Though I am weary, He is not.
He has already bore this burden.
He is always ahead of me. Of this.
I am a child of the King.
There is nothing He cannot do.
I woke this morning in a hospital bed next two my two year who was woke throughout the night to be checked every few hours and ripped her IV out in the middle of the night. This is our new norm.
The playroom at the hospital has a basket of free hats and a play body scanning toy. This is our new norm.
I left my recently turned one year old overnight for the first time when I wasn't ready to do it. This is our new norm.
I took a quick shower this morning with Naomi standing outside the shower begging for me to be done. This is our new norm.
She just wanted a drink of water this morning. But she can't eat or drink for hours and hours for testing and surgery. So I won't either because I won't do it in front of her. This is our new norm.
We became the picture and status everyone shares that you read and your heart breaks. Within hours of the news I had hundreds of requests on Instagram because people want to know this child's face who is battling cancer. This is our new norm.
The amount of love and encouragement we have felt through visits, phone calls, texts, emails, Facebook messages and comments, and Instagram is remarkable. Thank you for sharing our story, our new norm.
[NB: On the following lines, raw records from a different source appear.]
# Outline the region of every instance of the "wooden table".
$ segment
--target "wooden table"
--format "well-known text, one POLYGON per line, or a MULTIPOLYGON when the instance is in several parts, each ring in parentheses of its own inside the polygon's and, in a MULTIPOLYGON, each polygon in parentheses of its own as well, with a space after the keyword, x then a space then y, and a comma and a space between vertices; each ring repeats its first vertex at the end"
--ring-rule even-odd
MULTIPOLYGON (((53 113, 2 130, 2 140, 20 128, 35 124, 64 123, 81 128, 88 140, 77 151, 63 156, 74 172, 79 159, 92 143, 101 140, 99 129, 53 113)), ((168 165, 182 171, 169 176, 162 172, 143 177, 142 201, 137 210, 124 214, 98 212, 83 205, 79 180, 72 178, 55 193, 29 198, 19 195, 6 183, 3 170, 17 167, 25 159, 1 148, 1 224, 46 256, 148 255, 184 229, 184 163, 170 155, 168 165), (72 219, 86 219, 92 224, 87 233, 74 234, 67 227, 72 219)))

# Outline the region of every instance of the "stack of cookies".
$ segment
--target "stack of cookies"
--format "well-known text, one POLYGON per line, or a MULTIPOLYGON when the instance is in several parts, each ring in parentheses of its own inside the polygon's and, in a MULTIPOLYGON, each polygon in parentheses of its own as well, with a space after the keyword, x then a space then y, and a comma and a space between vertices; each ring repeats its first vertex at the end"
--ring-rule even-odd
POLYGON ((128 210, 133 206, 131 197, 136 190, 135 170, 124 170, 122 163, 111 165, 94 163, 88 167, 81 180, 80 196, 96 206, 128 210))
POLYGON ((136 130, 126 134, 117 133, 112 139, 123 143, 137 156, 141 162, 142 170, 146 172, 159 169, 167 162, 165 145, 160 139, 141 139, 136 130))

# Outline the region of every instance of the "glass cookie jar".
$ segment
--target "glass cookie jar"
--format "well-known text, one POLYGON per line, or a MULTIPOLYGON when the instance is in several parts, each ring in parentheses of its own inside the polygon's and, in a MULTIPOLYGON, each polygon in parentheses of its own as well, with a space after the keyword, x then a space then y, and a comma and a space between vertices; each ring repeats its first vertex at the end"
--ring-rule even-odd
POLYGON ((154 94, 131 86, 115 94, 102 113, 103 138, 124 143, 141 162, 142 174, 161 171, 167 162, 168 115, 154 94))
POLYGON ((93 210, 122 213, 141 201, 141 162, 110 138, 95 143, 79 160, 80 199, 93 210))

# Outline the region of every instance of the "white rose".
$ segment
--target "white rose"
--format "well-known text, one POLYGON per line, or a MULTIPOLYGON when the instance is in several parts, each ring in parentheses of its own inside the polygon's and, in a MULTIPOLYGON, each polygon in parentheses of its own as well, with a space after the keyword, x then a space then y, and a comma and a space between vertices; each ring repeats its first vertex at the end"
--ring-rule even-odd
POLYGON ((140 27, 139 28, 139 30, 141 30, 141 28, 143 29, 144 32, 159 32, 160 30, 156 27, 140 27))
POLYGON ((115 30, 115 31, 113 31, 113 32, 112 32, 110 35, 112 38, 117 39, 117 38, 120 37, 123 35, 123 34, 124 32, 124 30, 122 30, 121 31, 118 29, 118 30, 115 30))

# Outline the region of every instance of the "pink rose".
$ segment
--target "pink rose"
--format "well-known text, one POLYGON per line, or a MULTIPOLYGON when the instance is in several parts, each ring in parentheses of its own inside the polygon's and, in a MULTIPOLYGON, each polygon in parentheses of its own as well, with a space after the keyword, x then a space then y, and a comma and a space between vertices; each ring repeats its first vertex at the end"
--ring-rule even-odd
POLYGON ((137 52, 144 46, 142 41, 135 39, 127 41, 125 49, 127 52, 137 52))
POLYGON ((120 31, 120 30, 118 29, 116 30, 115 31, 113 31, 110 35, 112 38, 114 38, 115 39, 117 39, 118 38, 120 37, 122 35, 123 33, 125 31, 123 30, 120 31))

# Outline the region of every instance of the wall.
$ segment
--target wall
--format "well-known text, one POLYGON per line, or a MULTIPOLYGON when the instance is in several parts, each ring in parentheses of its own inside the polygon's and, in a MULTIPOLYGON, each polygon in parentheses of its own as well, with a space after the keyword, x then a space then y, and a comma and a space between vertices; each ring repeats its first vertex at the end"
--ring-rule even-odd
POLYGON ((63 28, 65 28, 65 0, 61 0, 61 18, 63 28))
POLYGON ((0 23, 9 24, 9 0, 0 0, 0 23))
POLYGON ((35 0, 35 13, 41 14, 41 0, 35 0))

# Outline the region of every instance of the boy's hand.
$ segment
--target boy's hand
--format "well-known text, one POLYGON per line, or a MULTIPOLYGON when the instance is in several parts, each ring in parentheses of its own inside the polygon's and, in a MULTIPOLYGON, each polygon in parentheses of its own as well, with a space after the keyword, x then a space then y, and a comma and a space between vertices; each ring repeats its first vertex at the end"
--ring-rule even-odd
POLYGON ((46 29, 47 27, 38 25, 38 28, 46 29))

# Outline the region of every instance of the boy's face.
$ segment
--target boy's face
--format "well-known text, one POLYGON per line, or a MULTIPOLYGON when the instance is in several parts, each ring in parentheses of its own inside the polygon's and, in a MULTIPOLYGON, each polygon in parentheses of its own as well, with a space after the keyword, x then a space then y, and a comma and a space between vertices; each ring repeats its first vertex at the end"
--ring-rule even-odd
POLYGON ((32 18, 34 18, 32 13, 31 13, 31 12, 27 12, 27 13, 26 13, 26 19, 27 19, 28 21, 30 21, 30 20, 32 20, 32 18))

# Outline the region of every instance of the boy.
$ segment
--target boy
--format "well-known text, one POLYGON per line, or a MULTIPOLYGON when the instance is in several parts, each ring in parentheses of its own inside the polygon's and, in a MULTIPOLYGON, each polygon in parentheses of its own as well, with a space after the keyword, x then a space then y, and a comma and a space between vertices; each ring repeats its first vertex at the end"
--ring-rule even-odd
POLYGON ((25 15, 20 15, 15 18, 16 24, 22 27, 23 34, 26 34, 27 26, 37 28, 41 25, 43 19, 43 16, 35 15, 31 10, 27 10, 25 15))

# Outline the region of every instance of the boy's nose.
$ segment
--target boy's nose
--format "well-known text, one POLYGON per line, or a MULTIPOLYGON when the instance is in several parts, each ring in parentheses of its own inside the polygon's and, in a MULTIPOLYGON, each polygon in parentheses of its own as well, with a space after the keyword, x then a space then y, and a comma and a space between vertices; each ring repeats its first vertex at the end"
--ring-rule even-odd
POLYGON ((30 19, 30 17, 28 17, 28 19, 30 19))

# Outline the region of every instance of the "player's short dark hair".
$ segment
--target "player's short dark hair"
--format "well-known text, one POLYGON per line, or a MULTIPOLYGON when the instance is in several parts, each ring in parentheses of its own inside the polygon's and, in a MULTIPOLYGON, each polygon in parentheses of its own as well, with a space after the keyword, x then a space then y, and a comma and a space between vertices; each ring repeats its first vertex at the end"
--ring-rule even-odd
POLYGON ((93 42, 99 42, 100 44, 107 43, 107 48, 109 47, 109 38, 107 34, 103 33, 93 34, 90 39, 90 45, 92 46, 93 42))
We truly believe in the power of prayer and that our Mighty God is in every moment of this.
But he said to me, “My grace is sufficient for you, for my power is made perfect in weakness.”Therefore I will boast all the more gladly about my weaknesses, so that Christ’s power may rest on me. Corinthians 12:9
So here we are, taking it a a day a time. Remembering that every single day is a gift. Yesterday we took Naomi to the doctor just to take care of a cough she had, only to find out through an xray, cat-scan, and blood work that it is actually a very large tumor near her lungs, partially blocking her trachea causing her difficult breathing and coughing. We don't have a lot of answers right now. Today we tackle a biopsy and bone marrow check to see if the cancer has spread. The biopsy will confirm if it is in fact Neuroblastoma and how aggressive it is. The results for this can take a few days. Then our team of doctors will decide what the best treatment plan will be, which will most likely include chemo and radiation. We don't know how long we will be at Riley in Indianapolis. But we are thankful we are only a little over an hour drive away from home, so family and friends can visit.
I'm having a difficult time processing this as our new lifestyle. That I won't be waking up with my three loves wondering why they can't ever sleep in and what type of fun we will be doing for the day--play outside in the sprinkler? Head to the library? Go on a walk? Have a dance party? Eat lunch under a fort or on the front porch?
Today I won't be able to do those things, but I can snuggle with my sweet Naomi, look forward to a visit from Lincoln and Audrey, and turn my eyes to Jesus. And remember, today is a gift.